Looking to the UK, France, and the US is in this case misleading.

I think that view of you is wrong. The distinction is an important one.

By saying you create a diplomatic language, you are marketing towards the elite, as I wrote in my post.

By saying that everybody speaks it as a second language, which is indeed what Zamenhof, the creator of Esperanto, wanted is a different focus. The first is focusing on an elite, the latter focuses on the people.

It's like the distinction between "computers for knowledge workers" and "personal computers", the first is only for a small elite, the latter is for everybody. Or the distinction between "politics for a couple of few" and "politics elected by everybody", the first is called a form of dictatorship, the latter democracy.

Right, Esperanto wasn't created for the elite, or only for diplomats. That wouldn't make much sense. Also I don't think GP intended to suggest it, but you clarified it anyway, so all's good.
Frankly, this is why despite my admiration for Esperanto, I do not engage in it.

Posts like these are the 'no fun allowed' of constructed languages, and it pops up most often with Esperantists.
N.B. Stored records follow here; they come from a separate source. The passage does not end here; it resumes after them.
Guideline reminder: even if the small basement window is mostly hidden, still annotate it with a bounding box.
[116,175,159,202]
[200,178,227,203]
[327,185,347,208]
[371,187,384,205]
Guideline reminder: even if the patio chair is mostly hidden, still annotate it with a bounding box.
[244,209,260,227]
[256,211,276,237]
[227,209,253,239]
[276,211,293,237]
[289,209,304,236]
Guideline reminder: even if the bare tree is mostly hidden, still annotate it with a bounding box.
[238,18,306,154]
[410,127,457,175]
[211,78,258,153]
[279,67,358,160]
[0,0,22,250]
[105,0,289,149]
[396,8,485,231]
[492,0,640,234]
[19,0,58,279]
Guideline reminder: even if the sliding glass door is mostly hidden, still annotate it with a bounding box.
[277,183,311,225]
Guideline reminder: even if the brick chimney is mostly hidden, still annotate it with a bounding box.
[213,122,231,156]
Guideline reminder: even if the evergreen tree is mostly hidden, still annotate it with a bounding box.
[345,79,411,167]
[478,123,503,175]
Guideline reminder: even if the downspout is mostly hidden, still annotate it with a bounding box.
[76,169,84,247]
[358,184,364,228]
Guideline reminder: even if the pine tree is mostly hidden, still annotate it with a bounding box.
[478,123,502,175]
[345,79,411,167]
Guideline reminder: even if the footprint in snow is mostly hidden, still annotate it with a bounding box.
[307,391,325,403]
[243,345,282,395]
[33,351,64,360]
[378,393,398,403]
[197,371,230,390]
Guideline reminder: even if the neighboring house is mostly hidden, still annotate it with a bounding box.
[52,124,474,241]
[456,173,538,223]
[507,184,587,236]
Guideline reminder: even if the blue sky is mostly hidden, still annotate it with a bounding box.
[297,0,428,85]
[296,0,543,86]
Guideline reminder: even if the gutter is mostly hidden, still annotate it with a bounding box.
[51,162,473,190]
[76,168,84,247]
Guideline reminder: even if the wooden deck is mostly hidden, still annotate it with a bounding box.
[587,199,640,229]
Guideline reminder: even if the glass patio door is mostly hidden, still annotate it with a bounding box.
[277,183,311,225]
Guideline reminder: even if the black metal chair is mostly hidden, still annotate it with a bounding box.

Like a diplomat, you refuse to let people use words carelessly, or loosely.

Toki Pona is in itself a reaction to that. It's an exploration in wordplay, puns, and local culture.

EDIT: You also left like... a wall of text explaining why Esperanto is far superior to Toki Pona? That isn't fun to read or talk about. If the idea is to replace English as a language of the world, we don't have to bring the stern attitude of an English teacher along with it.

The sister post got my intent well.

> Posts like these are the 'no fun allowed' of constructed languages, and > it pops up most often with Esperantists. Like a diplomat, you refuse to > let people use words carelessly, or loosely.

Wtf? What 'no fun allowed'?! In the community is fun allowed how and why are you making that stuff up based on what actually? What interpretation are you constructing, which is not based on any reality? We have wordplays, puns and local culture. People do these all the time and annoy the more grammatically inclined people with it all the time. These conflicts inside the community are normal any community will develop people who need to care about the language more and people who care less about any language. That's how new concepts are generated.

> EDIT: You also left like... a wall of text explaining why Esperanto is far > superior to Toki Pona? That isn't fun to read or talk about. If the idea is > to replace English as a language of the world, we don't have to bring > the stern attitude of an English teacher along with it.

The wall of text tried to answer the question sincerely of how they compare. Also it included my personal bitterness of about people who constantly piss on Esperanto for the wrong reasons. Like such as exactly this post of yours. And that's also why I stopped writing it. I wrote that it's lacking "functionality", that makes Esperanto more complex. Toki Pona is minimalist, it can't be the best language in the world for everything. But that does not make it bad. People enjoy learning it and despite what you try to make people in the Esperanto-community look like, there are a bunch of them speaking that language too for its value of minimalism, its value in playing around with the sapir-whorf-hypothesis regarding depression (it's after all the language of good), its value in finding a community, etc.

You see something, interpret it wrongly and then piss on it, for the wrong reasons.

> Toki Pona is in itself a reaction to that. It's an exploration in > wordplay, puns, and local culture.

That a niche of people who are inclined to perfectionism, down-beating and snobbishness are also inclined to favor Toki Pona is shown by your comment.

Slight correction: Zamenhof's native languages (so far as we can tell), in a sense of what he spoke at home, were Yiddish and Russian, although he certainly learned Polish at a very young age due to place of residence. Not that it makes much difference in this case - the quirks of Esperanto phonology, such all those affricates and consonant clusters are familiar to speakers of pretty much any Slavic language. Esperanto orthography, on the other hand, appears to be inspired more by Czech than Polish - "v" rather than "w", diacritics over digraphs etc.